The European Union broke off diplomatic relations with the former French colony following the military’s coup in December 2008 and Piebalgs’ visit marks a warming of ties since last year’s presidential election.
“For us, it was of crucial importance – the presidential election – it passed well,” the EU Commissioner insists. “Since then we’ve started to develop cooperation.”.
During the visit Piebalgs took part in the inauguration of the Forecariah bridge, a structure providing a route between Conakry and Freetown, completed with 8.35 million euros from the EU.
But aside from EU support for improvements to the country’s infrastructure, Piebalgs believes reform to the country’s lucrative mining sector could bring the biggest windfall.

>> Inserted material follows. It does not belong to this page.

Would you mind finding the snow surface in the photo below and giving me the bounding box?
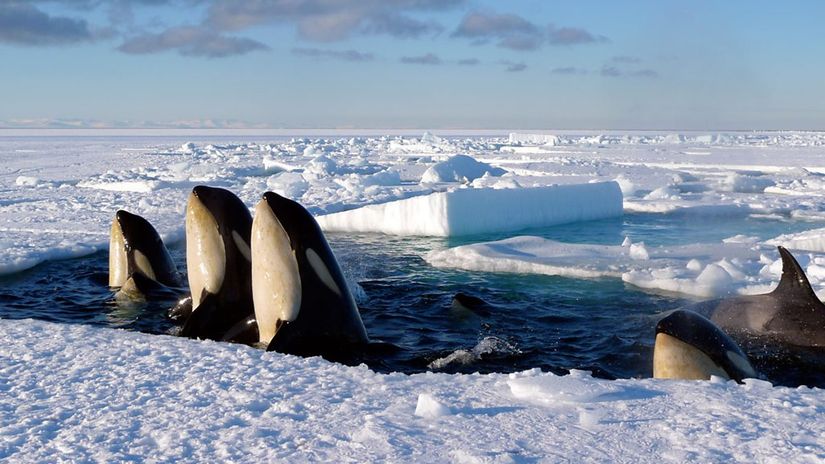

“There is quite substantial interest from Rio Tinto and also from other companies. And that gives the country a chance to move quite rapidly out of poverty if the governance is right,” he believes.
Guinea has some of the largest bauxite reserves in the world. Income from bauxite mining is “key”, according to Piebalgs. Although he warns that the status of existing contracts signed under the previous government is a “delicate area”. Guinean President Alpha Condé has already embarked on a review of mining licenses.
The EU diplomat also discussed military reforms with Condé reflecting concerns over any future involvement of the army in governance.
“This country has a huge army and it’s definitely important to have security sector reforms,” Piebalgs says. “For the size of the country, it definitely requires people to go into retirement and that means that we need to support this process, because if we don’t the risk of military coup there is quite substantial.”